When we define value in medicine, we often use the equation: value = (quality ÷ cost). Therefore, to assess value, you have to be able to measure both quality and cost. Measuring cost is relatively easy but measuring quality is not. So, we’ve put in place a number of measurable markers of quality, or at least what we think are markers of quality.
This week, I met with the Medical Director of one of the Medicare Carriers and I asked him about Dr. MacLean’s study. What he told me was that Medicare created the MIPPS/QPP measures based on recommendations by the various physician professional societies. So then, who do physicians have to blame for all of these measures? The answer is… ourselves. It was our professional societies that created these measures. As the comic strip character Pogo once said: “We have met the enemy and they is us.”

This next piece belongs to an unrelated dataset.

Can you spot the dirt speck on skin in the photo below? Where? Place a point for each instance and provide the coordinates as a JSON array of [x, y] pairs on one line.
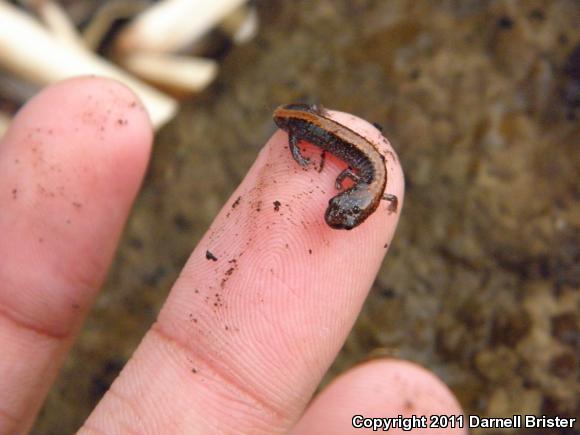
[[480, 101]]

The problem is that measuring quality is not cheap. A recent study published in Health Affairs estimates that United States physician practices spend $15.1 billion to report quality every year. In all, physicians and their staff spend 15.1 hours per physician per week on quality. This includes collecting data, recording it in the medical record, and transmitting it to regulatory agencies. When broken down further, physicians spend 2.6 hours per week and their staff spend 12.5 hours per week managing quality data. In all, this works out to $40,000 per physician per year.
The cost of hospital quality measure management has not been estimated in the medical literature but it has got to be very high. Most hospitals have multiple full-time staff members devoted to collection and reporting of quality measures, everything from CLABSI rates (central line-associated blood stream infections), to mortality indices, to emergency department wait times, and to patient satisfaction.
One of the reasons for the explosion in the reporting of quality measures is the electronic medical record. In the past, auditing thousands of paper charts in physician offices to determine how many patients in the practice had a hemoglobin A-1-C measured or how many patients got a flu shot each year was simply not possible. With the advent of electronic medical records, we now have a much easier way of auditing our physician practice for markers of quality. Things that could be easily tabulated from the electronic medical record have become prime targets to become quality measures whereas those things that cannot be easily searched for and tabulated in the electronic medical record have been passed over as quality measures. So, instead of asking ourselves: “What really reflects the best quality of health care?”, we have instead asked ourselves: “What data can we get out of our electronic medical record might reflect quality?”. Consequently, we have limited our quality measures to those things that can be searched for in the electronic medical record. Although many of these searchable markers do reflect quality, many of the best indicators of quality cannot be searched for using computer analysis of the electronic medical record.
If we as a society are going to spend this much money measuring quality, we have to be sure that what we are measuring is valid. In order to improve American healthcare and ensure that Americans are getting true value in their health care, we have to be able to measure components of healthcare delivery that truly reflect quality. However, we cannot afford to measure things that do not really reflect true quality of medical care.